Muzzling democracy

The tearing hurry with which some of the controversial legislations were pushed through reflected govt’s authoritarian streak

AuthorPublished: 25th Sep 2020  12:07 am

The just-concluded monsoon session of Parliament, the shortest in the recent memory, will be remembered more for bypassing the well-established conventions and procedures than for the official business it transacted. A healthy debate with room for nuance and scrutiny is what makes the democracy vibrant. Unfortunately, the brute majority had its way in muzzling the voices of dissent while the long-held norms and procedures were thrown to the winds using the coronavirus pandemic as an excuse. If the suspension of the Question Hour eroded the right of the members to confront the government on public issues and hold the executive accountable, the tearing hurry with which some of the controversial legislations were pushed through reflected the government’s authoritarian streak and utter disregard for democratic debate. A Parliament session is not merely about some technicalities of procedures and rules but about displaying the spirit of accommodation, allowing wider consultations and subjecting government Bills to greater scrutiny. None of that was on display as the 18-day session was cut short eight days ahead of the schedule amidst tumultuous developments that saw the suspension of eight opposition MPs from the Rajya Sabha for a week for obstructing the House and the opposition, led by the Congress, boycotting the proceedings. The passage of a clutch of Bills in the absence of the opposition members does not augur well for parliamentary democracy, particularly since these legislations have a far-reaching impact on the livelihood of farmers and workers.

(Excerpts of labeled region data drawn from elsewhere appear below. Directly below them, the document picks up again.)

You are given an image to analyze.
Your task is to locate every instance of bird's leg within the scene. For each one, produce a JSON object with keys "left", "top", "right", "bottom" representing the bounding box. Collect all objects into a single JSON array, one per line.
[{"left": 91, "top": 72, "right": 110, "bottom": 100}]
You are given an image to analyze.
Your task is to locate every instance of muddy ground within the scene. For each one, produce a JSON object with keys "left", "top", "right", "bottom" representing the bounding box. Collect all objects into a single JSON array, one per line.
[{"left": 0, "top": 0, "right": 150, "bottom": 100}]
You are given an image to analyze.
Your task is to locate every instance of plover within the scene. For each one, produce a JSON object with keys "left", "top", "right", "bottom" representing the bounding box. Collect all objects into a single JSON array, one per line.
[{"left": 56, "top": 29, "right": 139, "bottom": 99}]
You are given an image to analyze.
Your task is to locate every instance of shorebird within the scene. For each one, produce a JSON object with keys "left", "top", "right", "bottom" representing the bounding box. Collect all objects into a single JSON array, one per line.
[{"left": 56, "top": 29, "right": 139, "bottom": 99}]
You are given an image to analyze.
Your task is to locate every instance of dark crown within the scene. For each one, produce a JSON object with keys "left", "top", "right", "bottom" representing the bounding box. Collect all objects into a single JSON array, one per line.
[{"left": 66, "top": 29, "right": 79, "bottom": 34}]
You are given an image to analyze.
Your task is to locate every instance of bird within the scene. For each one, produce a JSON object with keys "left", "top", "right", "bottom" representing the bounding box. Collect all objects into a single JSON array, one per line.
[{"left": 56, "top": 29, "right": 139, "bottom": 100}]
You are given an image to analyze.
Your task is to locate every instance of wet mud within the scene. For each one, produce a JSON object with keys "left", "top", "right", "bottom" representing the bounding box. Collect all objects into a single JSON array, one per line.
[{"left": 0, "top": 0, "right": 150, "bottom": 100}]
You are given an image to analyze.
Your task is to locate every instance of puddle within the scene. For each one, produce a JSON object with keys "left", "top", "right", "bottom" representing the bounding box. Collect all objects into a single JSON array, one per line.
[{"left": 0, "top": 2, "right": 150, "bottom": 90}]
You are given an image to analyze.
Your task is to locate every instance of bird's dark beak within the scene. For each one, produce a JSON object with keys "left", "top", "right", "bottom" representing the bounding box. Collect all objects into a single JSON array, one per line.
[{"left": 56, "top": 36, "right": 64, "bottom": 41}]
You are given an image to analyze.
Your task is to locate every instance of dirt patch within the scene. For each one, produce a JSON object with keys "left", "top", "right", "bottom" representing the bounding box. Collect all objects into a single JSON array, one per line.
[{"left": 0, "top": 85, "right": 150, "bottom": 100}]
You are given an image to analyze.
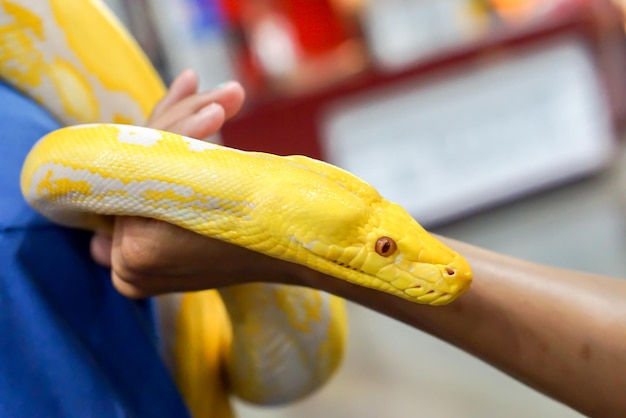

Farm Bills, labour code Bills, disinvestment of public sector units, the draft Environment Impact Assessment (EIA) Notification 2020 and the nod given for the construction of a new Parliament building by the government-appointed Central Vista committee were some of the policy agenda that was bulldozed in Parliament without any meaningful debate. While the farm Bills hit at the foundations of the three pillars of food security structure — Minimum Support Price, Public Procurement and Public Distribution System —, the labour code Bills have raised serious concerns over the future of workers and their occupational safety. There are widespread fears that the four labour codes, replacing over 40 labour laws, will end up promoting ‘ease of closing business’ rather than ‘ease of doing business’. The new labour law regime will make it easy for companies to lay off employees and prevent them from striking work. The Centre needs to address the concerns that the farm Bills and the amendments to the labour laws were meant to protect the interests of corporate India at the cost of welfare of farmers and labour, rather than building a mechanism for a well-negotiated social contract among them. The simplification of the existing plethora of labour laws should not lead to undermining the rights of workers.